[FFmpeg-devel] [PATCH] Fix warnings about int64 toint32conversion

Reimar Döffinger Reimar.Doeffinger at gmx.de
Wed May 16 13:45:15 CEST 2012


On Wed, May 16, 2012 at 07:18:57AM -0400, Don Moir wrote:
>        return (a>>63) ^ 0x7FFFFFFF;

There is no loss possible here.
(int32_t)((a>>63) ^ 0x7FFFFFFF) == (a>>63) ^ 0x7FFFFFFF
always.
(the >> 63 means there is only one bit of information left,
the xor increases that again, but still the only possible values
are 2^32 - 1 and -(2^32) which are both exactly representable).
Thus I'd consider that a compiler bug we'd usually ask to be
reported upstream before considering a workaround.
If they decide to make such an annoying warning the default,
IMHO they need to spend the effort to make it get right at
least in the simpler cases like this.
I don't expect it to get the else part right (strictly speaking
no information loss is possible there either), that I admit
might be too difficult to figure out.

> Now thats just a little more clutter but it prevents the warnings
> from propagating to everyone else. If it was C++ code, I would use
> the cleaner cast style of:
> 
> return int32_t((a>>63) ^ 0x7FFFFFFF); and return int32_t(a);

I can't see what is cleaner about that, I'd consider it worse,
a misuse of constructors.
I'd strongly advise to use static_cast etc. with C++, that makes
it easy to grep for and thus at a later time verify that all
your casts are actually correct.
Though I admit this is off-topic.

> 2 warning for the 2 av_popcount calls in av_popcount64_c
> 
> static av_always_inline av_const int av_popcount64_c(uint64_t x)
> {
> -    return av_popcount(x) + av_popcount(x >> 32);
> +   return av_popcount((uint32_t)x) + av_popcount((uint32_t)(x >> 32));

That is just plain ridiculous.
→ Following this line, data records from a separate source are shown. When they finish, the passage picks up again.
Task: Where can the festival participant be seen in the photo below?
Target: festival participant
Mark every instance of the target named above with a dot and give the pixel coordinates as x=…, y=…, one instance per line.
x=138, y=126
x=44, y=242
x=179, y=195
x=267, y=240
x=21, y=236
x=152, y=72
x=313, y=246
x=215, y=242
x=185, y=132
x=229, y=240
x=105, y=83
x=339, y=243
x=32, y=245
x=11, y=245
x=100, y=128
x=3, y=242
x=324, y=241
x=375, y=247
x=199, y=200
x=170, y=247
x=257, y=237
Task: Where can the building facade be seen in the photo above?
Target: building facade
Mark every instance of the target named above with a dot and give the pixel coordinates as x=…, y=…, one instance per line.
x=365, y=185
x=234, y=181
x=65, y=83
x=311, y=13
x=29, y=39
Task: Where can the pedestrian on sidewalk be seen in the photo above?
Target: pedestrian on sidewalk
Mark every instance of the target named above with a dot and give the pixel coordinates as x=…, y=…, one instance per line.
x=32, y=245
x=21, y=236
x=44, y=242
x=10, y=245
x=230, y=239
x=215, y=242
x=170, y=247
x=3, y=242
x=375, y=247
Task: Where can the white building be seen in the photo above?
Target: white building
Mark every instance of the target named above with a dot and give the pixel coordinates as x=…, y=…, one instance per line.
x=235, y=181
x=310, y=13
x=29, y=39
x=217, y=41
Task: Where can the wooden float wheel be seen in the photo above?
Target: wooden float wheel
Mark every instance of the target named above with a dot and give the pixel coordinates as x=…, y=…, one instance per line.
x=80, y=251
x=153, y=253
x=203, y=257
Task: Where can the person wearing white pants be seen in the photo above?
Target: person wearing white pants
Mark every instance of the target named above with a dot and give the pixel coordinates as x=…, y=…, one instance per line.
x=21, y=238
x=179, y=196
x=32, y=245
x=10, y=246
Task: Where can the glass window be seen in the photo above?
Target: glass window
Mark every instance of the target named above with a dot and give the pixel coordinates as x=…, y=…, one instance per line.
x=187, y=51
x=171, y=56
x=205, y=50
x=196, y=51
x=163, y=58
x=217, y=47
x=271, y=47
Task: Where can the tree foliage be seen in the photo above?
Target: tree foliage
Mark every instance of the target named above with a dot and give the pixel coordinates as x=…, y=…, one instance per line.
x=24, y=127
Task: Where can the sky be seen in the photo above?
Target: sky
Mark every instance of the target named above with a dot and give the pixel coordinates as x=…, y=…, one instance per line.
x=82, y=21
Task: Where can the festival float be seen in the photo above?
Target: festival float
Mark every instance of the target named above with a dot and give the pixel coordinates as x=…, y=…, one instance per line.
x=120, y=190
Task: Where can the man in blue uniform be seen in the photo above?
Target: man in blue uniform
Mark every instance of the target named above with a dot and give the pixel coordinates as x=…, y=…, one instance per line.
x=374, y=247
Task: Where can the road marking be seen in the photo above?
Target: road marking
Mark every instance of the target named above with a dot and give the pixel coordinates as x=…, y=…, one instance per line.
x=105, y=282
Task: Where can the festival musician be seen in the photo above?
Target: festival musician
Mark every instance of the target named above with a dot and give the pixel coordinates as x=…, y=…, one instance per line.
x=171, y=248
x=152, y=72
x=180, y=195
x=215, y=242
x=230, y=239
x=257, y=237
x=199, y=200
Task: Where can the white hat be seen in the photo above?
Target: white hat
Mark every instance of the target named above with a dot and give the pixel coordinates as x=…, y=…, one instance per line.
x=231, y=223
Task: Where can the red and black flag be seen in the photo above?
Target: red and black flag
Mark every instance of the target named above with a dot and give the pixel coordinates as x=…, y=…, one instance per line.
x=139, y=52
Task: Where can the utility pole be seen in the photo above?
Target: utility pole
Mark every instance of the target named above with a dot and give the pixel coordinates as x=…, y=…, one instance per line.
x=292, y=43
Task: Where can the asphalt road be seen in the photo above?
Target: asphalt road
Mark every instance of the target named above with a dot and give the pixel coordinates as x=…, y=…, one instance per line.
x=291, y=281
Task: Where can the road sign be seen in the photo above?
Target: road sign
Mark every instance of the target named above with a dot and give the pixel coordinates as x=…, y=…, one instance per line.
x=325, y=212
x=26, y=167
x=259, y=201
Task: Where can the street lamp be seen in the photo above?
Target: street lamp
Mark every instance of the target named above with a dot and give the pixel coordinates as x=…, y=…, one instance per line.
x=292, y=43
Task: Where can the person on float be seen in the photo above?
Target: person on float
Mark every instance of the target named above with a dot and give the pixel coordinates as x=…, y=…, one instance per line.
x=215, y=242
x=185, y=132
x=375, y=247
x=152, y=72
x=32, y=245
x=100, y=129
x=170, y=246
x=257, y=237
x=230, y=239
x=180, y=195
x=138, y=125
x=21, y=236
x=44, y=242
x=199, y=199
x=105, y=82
I find it hard to believe the compiler
can't figure out that x>>32 is a 32 bit value.
On the other hand it also claims that
unsigned < (bool ? 1 : 2) is a comparison between signed and unsigned
*facepalm*. And yes I know why, it is still beyond stupid.

> -    if(tmp) return ((tmp ^ a.den ^ b.den)>>63)|1;
> +    if(tmp) return (int)(((tmp ^ a.den ^ b.den)>>63)|1);

This one is also trivial even for a compiler to see no information
loss is actually possible.
I don't object much to anything people agree on, but with only
2 out of those 5 warnings being reasonable I'd say this compiler
warning just isn't ready for prime time and never should have
been enabled by default.
So my expectation would be an open bug report on the compiler
as prerequisite to put workarounds in.
I have a slight dislike but no objections to the other 2 cases,
though comments or pragma use should still be considered.